At the time of Hofstadter’s essay, the center of politics in the Northeast Corridor meant the liberal Democrats of the FDR-through the LBJ era, an ideology that would be subsumed in the coming years by the radical new left, which ultimately leads us to this new item at the Daily Caller:
A Department of Defense teaching guide meant to fight extremism advises students that rather than “dressing in sheets” modern-day radicals “will talk of individual liberties, states’ rights, and how to make the world a better place,” and describes 18th-century American patriots seeking freedom from the British as belonging to “extremist ideologies.”
The guide comes from documents obtained by Judicial Watch and is authored by the Defense Equal Opportunity Management Institute, a DoD-funded diversity training center.
Under a section titled “extremist ideologies,” the document states, “In U.S. history, there are many examples of extremist ideologies and movements.

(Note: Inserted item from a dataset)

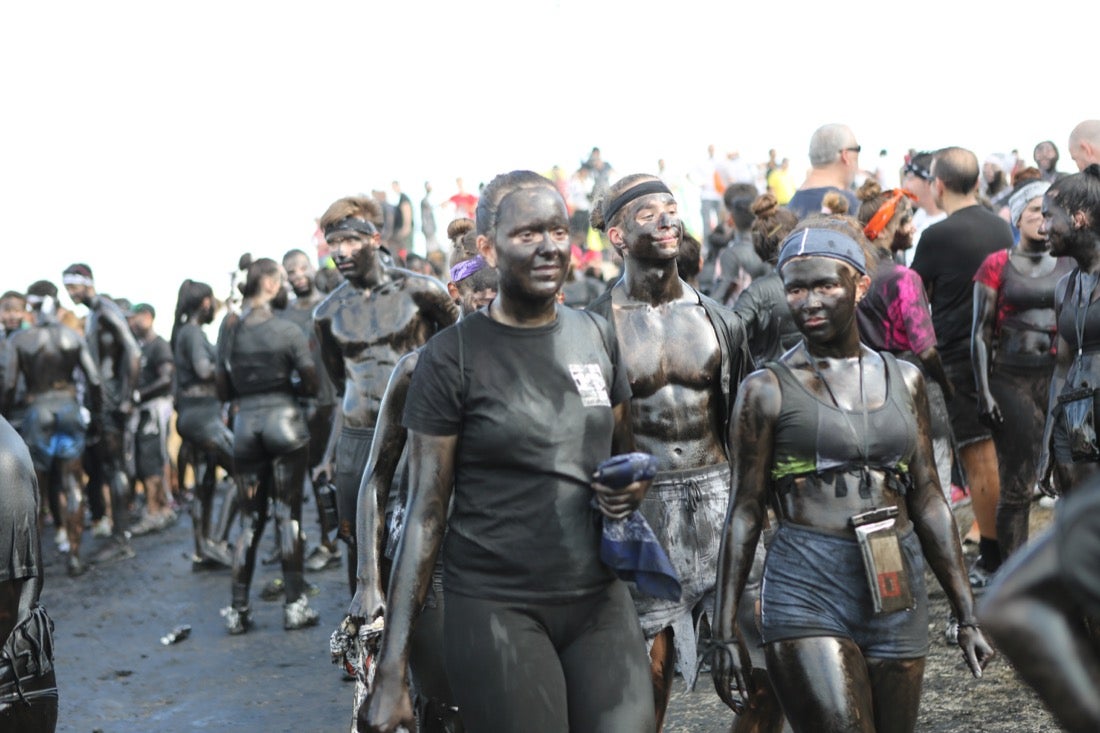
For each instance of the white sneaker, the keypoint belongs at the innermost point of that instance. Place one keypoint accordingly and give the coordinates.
(101, 528)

The colonists who sought to free themselves from British rule and the Confederate states who sought to secede from the Northern states are just two examples.”
Besides a brief reference to 9/11 and another to the Sudanese civil war, the guide makes no mention of Islamic extremism.
The guide also repeatedly tells readers to use the Southern Poverty Law Center as a resource in identifying hate groups. The SPLC has previously come under fire for its leftist bias and tendency to identify conservative organizations such as the American Family Association as hate groups.
In August 2012, an attempted terrorist attack occurred at the Family Research Council, another conservative organization the SPLC has branded a hate group. FRC president Tony Perkins said the SPLC’s designation prompted the attack, stating the gunman “was given a license to shoot … by organizations like the Southern Poverty Law Center.”
As Glenn Reynolds notes at Instapundit:
I suspect that this kind of thing is costing the military a lot of credibility with people who normally support it. I also suspect that Obama’s fine with that. And given the SPLC’s record, does this mean that soon we’ll see drone attacks on “pickup artists?”
Paranoia strikes deep — in this case, deep at the center of power. Still, it’s nice of the Department of Defense to inadvertently write their own ad for Walker’s book, and his 2009 article at Reason that helped to inspire it, “The Paranoid Center.”